Inúmeras vezes. E sempre mudo algo, sempre. Nunca acho que estão prontos e depois de publicados não gosto de ler. Sempre mando para duas, três pessoas antes de enviar para a editora e para o prefaciador. Tenho essa coisa comigo, de achar que poderia ter ficado muito melhor. Meu último livro de poesia, o Cicuta e Cilício, mandei para 5 pessoas. Revisei-o várias vezes e tive que mandar para a editora senão iria mexer no texto indefinidamente. Já a novela Cercas de Pedras, mandei apenas para 2 pessoas. Mexi pouco nela, nem sei explicar o porquê. Corpo Vadio é um livro de poesia que pretendo reeditar e mudar algumas coisas. Combustão foi um romance escrito a quatro mãos com o jornalista Cefas Carvalho, acho que esse foi o único que não mandei para ninguém, deixei ao cargo do outro autor para as correções e o que fosse necessário. Aliás, escrever e apenas escrever, sem me preocupar com mais nada, como correção, venda e outras coisas, é meu sonho!
Como é sua relação com a tecnologia? Você escreve seus primeiros rascunhos à mão ou no computador?
Sempre faço os primeiros rascunhos à mão. Tenho inúmeros cadernos com projetos começados. Sempre separo um caderno para cada projeto e, às vezes, termino esquecendo e reencontrando anos depois algum romance, novela ou conto. Com poesia, não. Minha relação com a poesia é mais amorosa, rsrsrsrsr. Nunca a deixo por aí, sempre que começo um livro de poemas, eu termino logo.

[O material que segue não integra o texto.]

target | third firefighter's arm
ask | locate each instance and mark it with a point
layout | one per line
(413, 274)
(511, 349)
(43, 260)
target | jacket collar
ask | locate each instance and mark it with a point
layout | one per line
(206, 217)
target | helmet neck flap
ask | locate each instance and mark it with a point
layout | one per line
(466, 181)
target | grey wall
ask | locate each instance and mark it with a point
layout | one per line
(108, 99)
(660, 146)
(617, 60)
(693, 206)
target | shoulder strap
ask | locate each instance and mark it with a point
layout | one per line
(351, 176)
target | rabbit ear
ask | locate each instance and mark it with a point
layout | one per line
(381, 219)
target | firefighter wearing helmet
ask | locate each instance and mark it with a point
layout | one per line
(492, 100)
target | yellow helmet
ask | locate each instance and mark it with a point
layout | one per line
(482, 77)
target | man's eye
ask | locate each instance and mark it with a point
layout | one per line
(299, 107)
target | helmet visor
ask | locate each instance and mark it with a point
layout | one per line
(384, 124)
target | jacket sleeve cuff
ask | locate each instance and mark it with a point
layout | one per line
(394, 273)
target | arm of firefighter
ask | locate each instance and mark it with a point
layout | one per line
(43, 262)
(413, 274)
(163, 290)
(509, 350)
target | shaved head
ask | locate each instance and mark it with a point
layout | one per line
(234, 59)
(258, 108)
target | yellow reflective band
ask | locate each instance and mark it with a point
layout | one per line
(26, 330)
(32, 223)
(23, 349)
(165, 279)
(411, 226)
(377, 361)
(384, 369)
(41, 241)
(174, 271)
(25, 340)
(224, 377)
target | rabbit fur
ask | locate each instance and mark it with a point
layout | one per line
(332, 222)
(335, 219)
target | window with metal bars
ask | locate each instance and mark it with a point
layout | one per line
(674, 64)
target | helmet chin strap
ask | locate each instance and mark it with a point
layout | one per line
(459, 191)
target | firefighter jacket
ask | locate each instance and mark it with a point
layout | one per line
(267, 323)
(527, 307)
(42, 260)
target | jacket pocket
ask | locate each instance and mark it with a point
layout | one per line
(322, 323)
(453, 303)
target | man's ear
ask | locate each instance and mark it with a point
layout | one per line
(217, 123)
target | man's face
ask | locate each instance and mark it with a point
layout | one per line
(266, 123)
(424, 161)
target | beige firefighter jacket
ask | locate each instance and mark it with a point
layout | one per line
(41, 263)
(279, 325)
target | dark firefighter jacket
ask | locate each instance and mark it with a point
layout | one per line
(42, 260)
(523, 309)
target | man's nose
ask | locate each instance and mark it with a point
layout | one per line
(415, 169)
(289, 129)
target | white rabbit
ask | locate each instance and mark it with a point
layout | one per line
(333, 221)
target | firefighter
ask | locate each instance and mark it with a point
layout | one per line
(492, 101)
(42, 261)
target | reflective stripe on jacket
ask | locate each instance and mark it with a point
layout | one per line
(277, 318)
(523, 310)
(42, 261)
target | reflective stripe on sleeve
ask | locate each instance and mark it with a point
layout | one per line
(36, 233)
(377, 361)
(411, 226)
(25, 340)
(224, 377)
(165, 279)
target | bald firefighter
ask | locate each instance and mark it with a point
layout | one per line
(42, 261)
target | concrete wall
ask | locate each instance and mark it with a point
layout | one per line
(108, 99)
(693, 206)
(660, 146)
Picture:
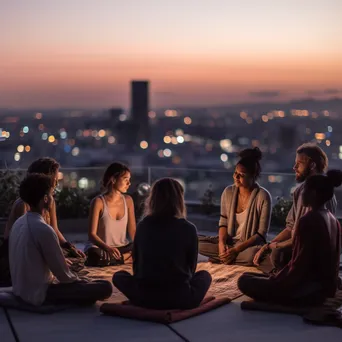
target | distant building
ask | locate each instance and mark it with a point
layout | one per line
(115, 113)
(139, 109)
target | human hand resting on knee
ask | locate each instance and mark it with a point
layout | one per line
(112, 253)
(260, 254)
(232, 254)
(223, 252)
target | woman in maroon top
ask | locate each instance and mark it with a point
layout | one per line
(312, 274)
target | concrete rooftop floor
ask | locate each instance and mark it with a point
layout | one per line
(228, 323)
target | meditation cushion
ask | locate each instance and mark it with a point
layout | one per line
(127, 310)
(9, 301)
(277, 308)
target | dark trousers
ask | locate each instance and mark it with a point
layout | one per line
(185, 296)
(276, 260)
(208, 246)
(263, 288)
(80, 292)
(96, 256)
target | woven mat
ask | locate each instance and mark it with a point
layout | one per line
(224, 282)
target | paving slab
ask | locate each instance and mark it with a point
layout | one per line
(230, 323)
(5, 330)
(86, 324)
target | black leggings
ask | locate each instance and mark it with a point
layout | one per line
(184, 296)
(96, 256)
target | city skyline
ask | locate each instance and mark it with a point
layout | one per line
(78, 53)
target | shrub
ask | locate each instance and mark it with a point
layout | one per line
(9, 190)
(280, 211)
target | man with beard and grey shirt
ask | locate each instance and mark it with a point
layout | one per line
(310, 160)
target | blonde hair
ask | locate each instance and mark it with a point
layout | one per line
(166, 199)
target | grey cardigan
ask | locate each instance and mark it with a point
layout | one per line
(258, 215)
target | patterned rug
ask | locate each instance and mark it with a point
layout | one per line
(224, 282)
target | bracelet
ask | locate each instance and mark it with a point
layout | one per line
(67, 245)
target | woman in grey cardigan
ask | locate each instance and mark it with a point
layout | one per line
(245, 215)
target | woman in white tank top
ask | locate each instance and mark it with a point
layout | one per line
(111, 219)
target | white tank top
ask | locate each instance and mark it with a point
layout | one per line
(240, 220)
(111, 231)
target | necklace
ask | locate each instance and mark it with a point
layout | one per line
(243, 200)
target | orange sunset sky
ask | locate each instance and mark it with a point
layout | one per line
(80, 53)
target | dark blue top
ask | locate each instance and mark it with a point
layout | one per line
(165, 251)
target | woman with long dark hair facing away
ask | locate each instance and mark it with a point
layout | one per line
(312, 274)
(165, 252)
(245, 215)
(111, 219)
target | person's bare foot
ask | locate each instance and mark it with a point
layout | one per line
(128, 258)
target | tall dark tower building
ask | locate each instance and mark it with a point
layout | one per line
(139, 109)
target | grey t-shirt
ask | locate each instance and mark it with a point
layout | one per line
(35, 258)
(298, 209)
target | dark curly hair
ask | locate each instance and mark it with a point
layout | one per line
(250, 159)
(34, 187)
(114, 170)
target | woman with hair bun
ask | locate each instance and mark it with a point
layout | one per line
(312, 274)
(245, 215)
(111, 217)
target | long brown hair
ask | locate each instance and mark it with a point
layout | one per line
(166, 199)
(114, 170)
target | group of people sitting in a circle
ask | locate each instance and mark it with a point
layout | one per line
(299, 266)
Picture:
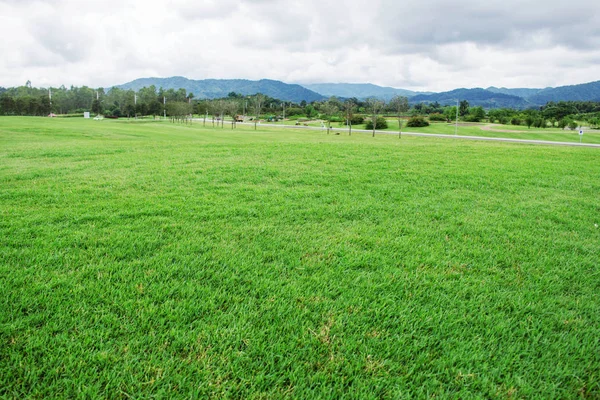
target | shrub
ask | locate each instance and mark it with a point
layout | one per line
(357, 119)
(381, 124)
(416, 122)
(437, 117)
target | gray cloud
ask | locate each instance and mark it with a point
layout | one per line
(425, 45)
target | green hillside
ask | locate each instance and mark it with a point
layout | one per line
(216, 88)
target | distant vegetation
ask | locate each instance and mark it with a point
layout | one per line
(219, 88)
(179, 104)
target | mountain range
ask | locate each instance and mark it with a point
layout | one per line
(218, 88)
(492, 97)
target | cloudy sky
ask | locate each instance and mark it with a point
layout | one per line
(421, 45)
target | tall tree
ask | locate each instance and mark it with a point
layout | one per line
(232, 110)
(463, 109)
(259, 100)
(400, 106)
(374, 106)
(349, 107)
(329, 109)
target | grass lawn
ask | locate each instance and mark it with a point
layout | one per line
(496, 130)
(147, 259)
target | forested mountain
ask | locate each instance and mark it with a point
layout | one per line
(521, 92)
(217, 88)
(357, 90)
(475, 97)
(583, 92)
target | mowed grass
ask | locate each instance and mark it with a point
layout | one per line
(591, 136)
(159, 260)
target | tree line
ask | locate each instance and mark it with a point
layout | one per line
(179, 105)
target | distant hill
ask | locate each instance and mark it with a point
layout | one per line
(492, 97)
(521, 92)
(358, 90)
(216, 88)
(583, 92)
(475, 97)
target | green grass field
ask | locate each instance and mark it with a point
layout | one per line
(496, 130)
(147, 259)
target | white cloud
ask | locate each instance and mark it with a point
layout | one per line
(424, 45)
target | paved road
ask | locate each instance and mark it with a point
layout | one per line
(436, 135)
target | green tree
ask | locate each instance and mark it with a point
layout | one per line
(374, 106)
(349, 108)
(463, 109)
(329, 108)
(399, 104)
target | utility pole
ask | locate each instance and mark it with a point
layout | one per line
(456, 125)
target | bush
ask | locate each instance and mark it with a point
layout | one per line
(437, 117)
(381, 124)
(357, 120)
(416, 122)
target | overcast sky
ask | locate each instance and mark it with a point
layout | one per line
(431, 45)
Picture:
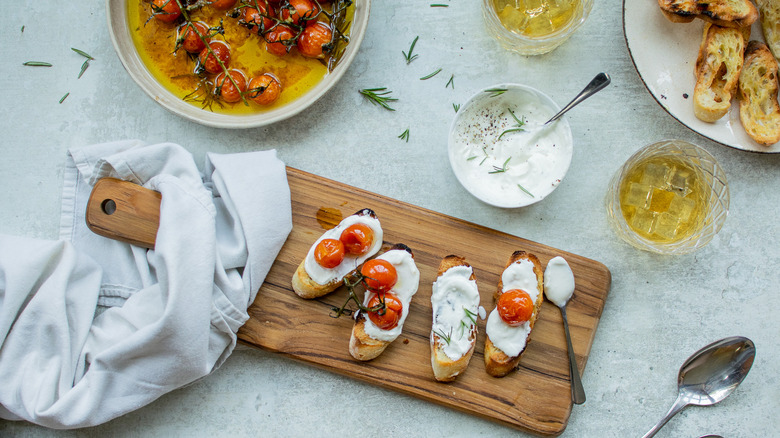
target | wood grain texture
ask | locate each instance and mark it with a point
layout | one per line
(535, 398)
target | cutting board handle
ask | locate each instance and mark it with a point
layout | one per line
(124, 211)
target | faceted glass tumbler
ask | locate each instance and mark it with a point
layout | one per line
(717, 201)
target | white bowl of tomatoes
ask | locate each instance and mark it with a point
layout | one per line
(236, 63)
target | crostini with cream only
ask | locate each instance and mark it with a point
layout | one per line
(518, 301)
(391, 280)
(337, 254)
(455, 303)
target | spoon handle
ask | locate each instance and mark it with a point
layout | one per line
(678, 406)
(577, 391)
(596, 84)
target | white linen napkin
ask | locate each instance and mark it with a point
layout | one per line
(92, 328)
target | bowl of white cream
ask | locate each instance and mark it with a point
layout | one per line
(500, 150)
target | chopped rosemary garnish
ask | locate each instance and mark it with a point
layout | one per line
(526, 191)
(408, 56)
(496, 91)
(379, 96)
(517, 128)
(501, 169)
(430, 75)
(82, 53)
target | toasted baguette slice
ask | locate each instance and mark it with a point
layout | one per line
(497, 362)
(362, 345)
(446, 369)
(759, 111)
(307, 287)
(727, 13)
(770, 24)
(717, 71)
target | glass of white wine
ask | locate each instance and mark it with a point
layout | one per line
(670, 197)
(534, 27)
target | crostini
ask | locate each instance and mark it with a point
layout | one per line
(391, 280)
(455, 303)
(337, 254)
(518, 301)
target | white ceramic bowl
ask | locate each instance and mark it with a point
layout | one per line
(517, 168)
(123, 44)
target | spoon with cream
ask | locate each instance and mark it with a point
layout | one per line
(559, 288)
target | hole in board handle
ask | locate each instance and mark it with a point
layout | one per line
(108, 206)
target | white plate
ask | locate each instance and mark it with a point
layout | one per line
(664, 54)
(123, 44)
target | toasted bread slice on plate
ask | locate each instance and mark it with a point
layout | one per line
(727, 13)
(311, 280)
(717, 71)
(759, 111)
(369, 340)
(506, 343)
(455, 303)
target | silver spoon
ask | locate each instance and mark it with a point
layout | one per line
(710, 375)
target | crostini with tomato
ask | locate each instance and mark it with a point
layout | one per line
(391, 280)
(337, 254)
(518, 300)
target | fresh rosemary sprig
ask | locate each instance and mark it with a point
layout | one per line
(379, 96)
(501, 169)
(496, 91)
(430, 75)
(408, 56)
(517, 128)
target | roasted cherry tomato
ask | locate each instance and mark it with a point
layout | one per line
(257, 19)
(388, 317)
(280, 40)
(380, 275)
(515, 307)
(166, 11)
(314, 40)
(227, 88)
(297, 11)
(357, 238)
(221, 51)
(222, 4)
(264, 89)
(189, 39)
(329, 253)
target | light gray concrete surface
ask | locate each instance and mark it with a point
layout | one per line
(659, 311)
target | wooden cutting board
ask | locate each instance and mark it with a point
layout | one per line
(534, 398)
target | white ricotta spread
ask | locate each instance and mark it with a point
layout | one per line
(323, 275)
(511, 340)
(455, 301)
(404, 289)
(520, 167)
(558, 281)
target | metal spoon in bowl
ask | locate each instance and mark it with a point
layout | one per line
(710, 375)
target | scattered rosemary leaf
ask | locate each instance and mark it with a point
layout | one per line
(430, 75)
(379, 96)
(408, 56)
(82, 53)
(37, 64)
(496, 91)
(526, 191)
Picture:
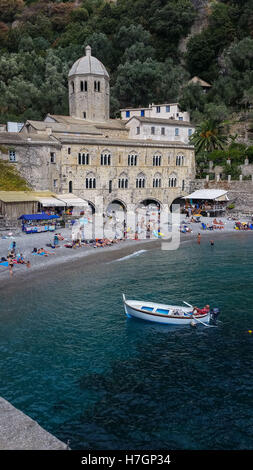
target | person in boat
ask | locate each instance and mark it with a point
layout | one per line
(201, 311)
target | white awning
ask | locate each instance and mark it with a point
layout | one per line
(209, 194)
(50, 202)
(71, 200)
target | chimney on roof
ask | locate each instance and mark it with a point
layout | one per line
(88, 51)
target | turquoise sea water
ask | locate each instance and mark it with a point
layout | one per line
(71, 360)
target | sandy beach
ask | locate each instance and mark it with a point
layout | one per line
(25, 243)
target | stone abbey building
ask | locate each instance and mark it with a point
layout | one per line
(144, 156)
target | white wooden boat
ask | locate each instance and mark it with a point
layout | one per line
(161, 313)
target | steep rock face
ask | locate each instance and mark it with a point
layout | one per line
(201, 21)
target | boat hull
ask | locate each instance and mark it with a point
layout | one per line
(135, 309)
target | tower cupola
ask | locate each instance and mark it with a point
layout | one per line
(89, 89)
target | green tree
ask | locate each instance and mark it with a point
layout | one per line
(10, 179)
(209, 136)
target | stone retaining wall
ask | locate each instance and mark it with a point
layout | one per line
(19, 432)
(239, 192)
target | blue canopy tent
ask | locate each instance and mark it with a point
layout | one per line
(29, 218)
(42, 216)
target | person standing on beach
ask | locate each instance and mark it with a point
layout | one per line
(10, 262)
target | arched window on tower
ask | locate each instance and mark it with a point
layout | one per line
(83, 158)
(172, 182)
(141, 181)
(132, 159)
(157, 181)
(105, 158)
(157, 160)
(123, 181)
(179, 160)
(90, 182)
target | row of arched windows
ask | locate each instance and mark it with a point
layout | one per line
(90, 183)
(106, 159)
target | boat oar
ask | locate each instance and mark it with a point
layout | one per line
(209, 326)
(186, 303)
(205, 324)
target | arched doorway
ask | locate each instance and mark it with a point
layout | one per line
(115, 219)
(178, 201)
(148, 218)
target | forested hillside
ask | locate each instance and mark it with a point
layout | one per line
(138, 42)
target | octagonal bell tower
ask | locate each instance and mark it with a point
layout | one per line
(89, 89)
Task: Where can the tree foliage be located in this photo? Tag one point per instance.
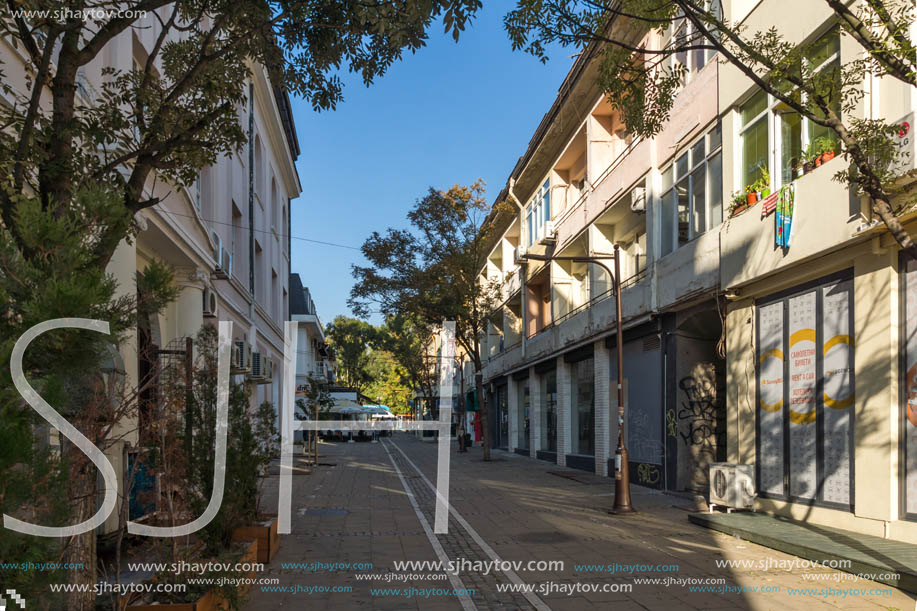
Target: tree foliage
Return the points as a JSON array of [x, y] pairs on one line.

De onde vêm suas ideias? Há um conjunto de hábitos que você cultiva para se manter criativa?
Das leituras que faço. Ler e escrever estão intrinsecamente ligados para mim. Tenho mais ideias quando leio do que quando viajo, por exemplo. Posso até anotar ideias, frases, começar um parágrafo, mas o estalo só se dar mesmo com minhas leituras. O único hábito que tenho para escrever são as leituras. Talvez por isso, na pandemia, não consegui escrever. Não conseguia ler.
O que você acha que mudou no seu processo de escrita ao longo dos anos? O que você diria a si mesma se pudesse voltar à escrita de seus primeiros textos?
Antes mesmo de escrever, eu sempre fui leitora. Ávida. Contumaz. Acredito que, quanto mais se leia, mas melhora sua escrita. Para mim, isso está interligado. Como eu sempre fui uma criança leitora, acho que diria a mim mesma, continue assim. Você está no caminho certo.
Que projeto você gostaria de fazer, mas ainda não começou? Que livro você gostaria de ler e ele ainda não existe?
Eu gostaria de escrever um romance sobre mulheres sertanejas. Algo que girasse em torno da força da mulher nordestina. Não sei se consigo. É um sonho, quem sabe ainda consiga realizar. Sobre um livro que gostaria de ler e ainda não existe – talvez uma biografia, mas não sei se valeria à pena a leitura.